The session highlighted a key takeaway: external consultants can provide structure and guidance, but authenticity comes from the people who know the community best. Strategy and brand are strongest when they are shaped by local context, lived experience, and meaningful staff involvement rather than relying on familiar or generic ideas.

 

Conversations on the Exhibit Floor

Outside formal sessions, the tradeshow floor offered a pulse check on day-to-day priorities for library staff. At our booth, we spoke with many customers and peers, answering questions and hearing directly about priorities ranging from data reporting and discovery to staff capacity and evolving expectations from funders.

Across these conversations, a consistent signal emerged. Libraries are not looking for sweeping promises or one-size-fits-all solutions. They are looking for partners who understand their constraints, respect community trust, and help reduce complexity rather than add to it.

Three people stand and sit at the BiblioCommons exhibit booth, smiling and talking.
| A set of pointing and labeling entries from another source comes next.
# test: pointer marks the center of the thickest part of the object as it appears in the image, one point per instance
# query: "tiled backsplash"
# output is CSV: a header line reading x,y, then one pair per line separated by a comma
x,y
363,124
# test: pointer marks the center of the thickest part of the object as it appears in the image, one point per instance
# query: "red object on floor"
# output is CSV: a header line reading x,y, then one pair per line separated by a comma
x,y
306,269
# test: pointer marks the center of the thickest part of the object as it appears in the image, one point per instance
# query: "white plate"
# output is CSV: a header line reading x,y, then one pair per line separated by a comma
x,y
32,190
The table displays brochures, buttons, and a laptop, with a banner listing BiblioCommons products behind them.

Library staff stopped at the BiblioCommons booth to share what’s working, ask hard questions, and talk through the challenges public libraries are navigating right now.

 

Why the Super Conference Continues to Matter

The OLA Super Conference brings together a rare combination of scale, substance, and care. From internationally recognized speakers and Canadian literary voices to deeply practical, peer-led sessions, it reflects the full scope of what public libraries contribute to culture, education, and civic life.

This year’s conference reinforced that the future of libraries will be shaped not only by innovation, but by stewardship: of trust, of data, of staff capacity, and of the communities libraries serve.

 


 

Frequently Asked Questions

What is the OLA Super Conference?

The OLA Super Conference is Canada’s largest continuing education event for library professionals. It is hosted annually by the Ontario Library Association and brings together public, academic, school, and special library staff.
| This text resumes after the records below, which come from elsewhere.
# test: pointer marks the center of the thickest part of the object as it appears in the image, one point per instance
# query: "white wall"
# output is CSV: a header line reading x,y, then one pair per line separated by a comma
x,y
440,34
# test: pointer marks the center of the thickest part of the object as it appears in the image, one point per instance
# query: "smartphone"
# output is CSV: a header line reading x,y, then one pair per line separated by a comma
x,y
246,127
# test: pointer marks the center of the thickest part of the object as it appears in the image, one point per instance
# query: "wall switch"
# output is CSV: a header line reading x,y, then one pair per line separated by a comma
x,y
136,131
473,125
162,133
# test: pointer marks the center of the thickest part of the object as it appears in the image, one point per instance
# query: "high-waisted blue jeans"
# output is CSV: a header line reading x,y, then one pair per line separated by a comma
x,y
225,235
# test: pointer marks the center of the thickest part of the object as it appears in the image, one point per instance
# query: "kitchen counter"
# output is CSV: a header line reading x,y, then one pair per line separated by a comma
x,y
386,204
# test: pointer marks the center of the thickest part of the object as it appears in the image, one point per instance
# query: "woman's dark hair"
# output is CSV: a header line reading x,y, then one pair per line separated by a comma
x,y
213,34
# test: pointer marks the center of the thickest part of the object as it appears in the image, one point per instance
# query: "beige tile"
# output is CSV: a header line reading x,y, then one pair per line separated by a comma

Why is the OLA Super Conference important for public libraries?

The conference supports professional development by sharing best practices, research, and practical tools. It also creates space for library leaders and staff to discuss shared challenges and emerging priorities.

Who typically attends the OLA Super Conference?

Attendees include library directors, managers, frontline staff, trustees, vendors, authors, and sector partners from across Ontario and beyond.

What were key themes at this year’s Super Conference?

Major themes included public trust, data and evaluation, leadership under pressure, staff capacity, and the evolving social role of public libraries.

How does library data factor into decision-making and funding?

Library data is used to understand service impact, inform planning, and support accountability. In Ontario, data collected through the Annual Survey of Public Libraries also informs provincial funding decisions.